Q3: The outcome of the ICER review was positive. What are important priorities for us to focus on moving forward, especially as it relates to ensuring access to these treatments?
TONI: The next steps of this process are perhaps the most important. It is great the ICER review was positive and I applaud the LFA and the rest of the team that worked on helping to achieve that. It’s great that we have new treatments, but if the people who needs them the most can’t get access to them what good does it do? So, a major priority for me is to continue working with the LFA on how we can educate insurance companies and the government, especially state Medicaid programs, on why the lupus nephritis community needs access to these two new medications. And what I want to see is those types of decisions influenced by the patient and people like Dr. Rovin, who understand this disease and how to treat it.
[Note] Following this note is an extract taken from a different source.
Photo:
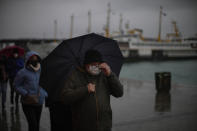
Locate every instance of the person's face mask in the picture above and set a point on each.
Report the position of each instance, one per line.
(94, 69)
(34, 64)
That is a really important priority to me and one that I think the entire lupus community can support. Disparities in health care are well documented and so is the impact lupus nephritis has on communities of color – so I also think that needs to be a focus of what we do and I know it is something the LFA is committed to working on and improving.
DR. ROVIN: I think Toni said it best. If people can’t access these treatments, the system isn’t working as it should. If a doctor and patient agree that the right step to treat their lupus nephritis is to prescribe one of these medications, then I hope we can work together to ensure that process goes as smoothly as possible. At the panel roundtable I emphasized the difficulty of getting drugs to our patients even after FDA approval because of the roadblocks often put into place by insurance companies. I pointed out that if insurance companies need prior authorization the physician would appreciate actual peer-to-peer calls that can be done quickly, as opposed to languishing paper work. I emphasized that when we prescribe these treatments prompt initiation is often necessary and insurance delays put patients at risk.
What is ICER?
ICER is a non-profit research organization that evaluates the clinical and economic value of prescription drugs. The favorable review recognizes the clinical and economic value of the two drugs, as well as their value to people living with lupus.
Why is ICER important for people living with lupus?
The favorable review recognizes the clinical and economic value of belimumab and voclosporin, as well as their value to people living with lupus. Importantly, the favorable review means that people with lupus are less likely to face barriers in acquiring the medications in the future.